Industry sets shipping record: How did we get here?
The shipping industry is making history by setting a shipping record in three areas:
Ocean freight rates
Poor schedule reliability
Carrier profits
This situation shows no signs of easing up and spells trouble for the busy “seasonal” period ahead.
Download our full “state of the industry” report here.
How the industry is setting a shipping record with ocean freight rates
In September, the shipping industry’s main global ocean freight indexes reported consecutive rate increases for the sixth month.
For the first time, the Drewry index broke the $10,000 price tag for a 40-foot container, while Xeneta’s short-term rates index was four times higher than in January 2020.
How the industry is setting a shipping record with poor schedule reliability
During July and August, on-time performance took a summer holiday and fell to a troublesome -35%.
Why?
Continued and extreme after effects from:
Global port congestion and closures
Not enough containers
Not enough vessels and space
Suez Canal blockage, industrial actions, etc.
Bad weather and COVID-related slow-downs
In August, only 20% of global container ships were on time (Europe Asia trade) — a shipping record low.
How the industry is setting a shipping record with profits for carriers
While world trade is under massive strain, and the supply of materials and goods is unable to meet demand, container shipping lines are very much benefiting from everyone’s misfortune.
Maersk published its 2021 full-year earnings before interest, taxes, depreciation, and amortization (EBITDA) expectation at a jaw-dropping $22-23 billion!

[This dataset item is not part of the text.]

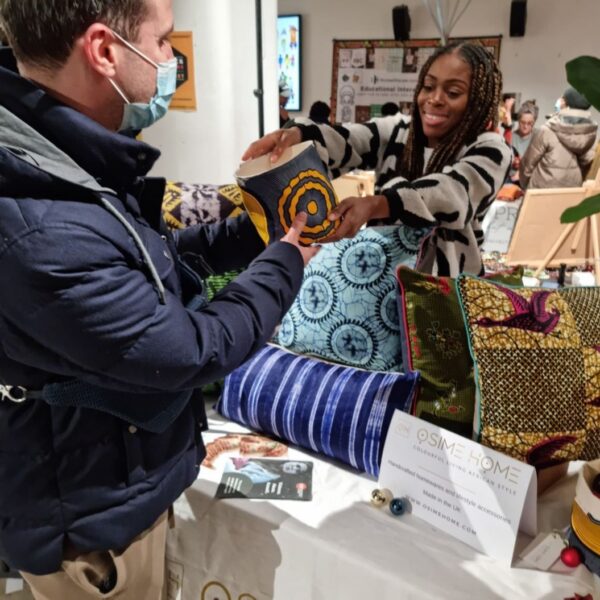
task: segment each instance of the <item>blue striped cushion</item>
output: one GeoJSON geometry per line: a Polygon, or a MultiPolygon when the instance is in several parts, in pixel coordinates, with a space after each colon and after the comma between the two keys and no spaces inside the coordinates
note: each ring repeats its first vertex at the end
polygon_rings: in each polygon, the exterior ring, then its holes
{"type": "Polygon", "coordinates": [[[392,414],[410,411],[418,377],[333,365],[269,345],[225,379],[217,410],[377,477],[392,414]]]}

While this sounds unfair and somewhat immoral, it’s a positive for all of us. Profit leads to investment, and the shipping industry needs to further invest not only in fleet and assets but also into the next generations of greener energies that ocean vessels will have to comply with in the years ahead.
We can only hope port infrastructure and haulage receive a likewise injection of funds.

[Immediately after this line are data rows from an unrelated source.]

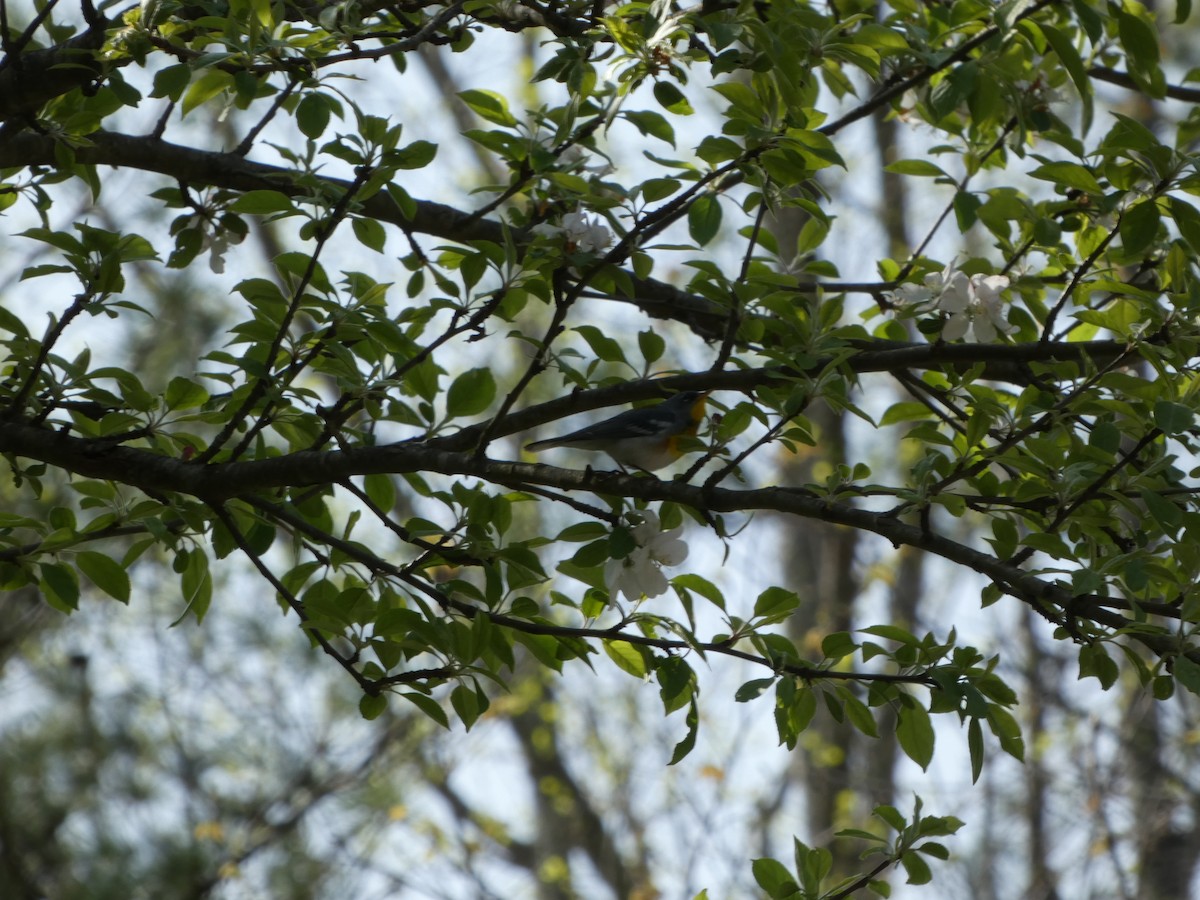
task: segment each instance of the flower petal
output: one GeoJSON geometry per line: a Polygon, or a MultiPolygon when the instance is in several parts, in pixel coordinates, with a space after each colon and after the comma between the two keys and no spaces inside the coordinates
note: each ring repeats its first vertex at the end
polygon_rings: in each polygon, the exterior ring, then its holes
{"type": "Polygon", "coordinates": [[[648,548],[650,556],[664,566],[677,566],[687,559],[688,545],[675,536],[677,531],[660,534],[648,548]]]}
{"type": "Polygon", "coordinates": [[[943,341],[957,341],[971,327],[971,317],[966,312],[957,312],[942,326],[943,341]]]}
{"type": "Polygon", "coordinates": [[[989,316],[976,316],[971,322],[971,329],[977,341],[990,344],[996,339],[996,326],[989,316]]]}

So did high freight costs, surcharges and service disruption become the norm?
In late 2019, the start of the COVID-19 outbreak made carriers pull capacity from the seas, and in May 2020, around 2.7 million TEUs were sitting idle.
What followed is the cause of where we are today.
The sudden upturn in demand from the US in the third quarter of 2020 initiated the market disruption. At that time, shipping lines were hesitant to redeploy their assets, and the slow introduction of the idled container fleet bore the situation we’re still unable to exit today.
Here are some quick figures for you.
Container demand grew:
+13% year-over-year (YOY) in September
+6% vs. 2019
Nominal capacity grew:
+4% in 2021
+15% vs. June 2020
It’s not news to know ports around the world are struggling. The average waiting time for vessels currently exceeds seven days, and approximately 70% of global container shipping vessels are late, according to their planned schedules.
As of October (2021), more than 300 vessels worldwide were queuing to berth at port.
There were close to 60 in Los Angeles/Long Beach alone!
And 13% of the world’s capacity was absorbed by delays (August 2021).
What to expect next…
With the industry setting a shipping record in ocean freight rates, poor schedule reliability and carrier profits, what can we expect?
Including their order book, the top eight ocean freight shipping lines, organized in three alliances, still control close to 85% of the world’s capacity.
The injection of capacity to help the global container shortage and vessel capacity expected in 2022 looks pretty low —lower than in 2021, in fact, and certainly lower than container demand growth expectations.
Shippers should focus on:
Increasing inventories, anticipate and allow for longer lead times.
Anticipate reduced container-free times.
Provide reliable forecasts to help with equipment needs.
Consider groupage/LCL solutions.
Consider air freight for urgent shipments.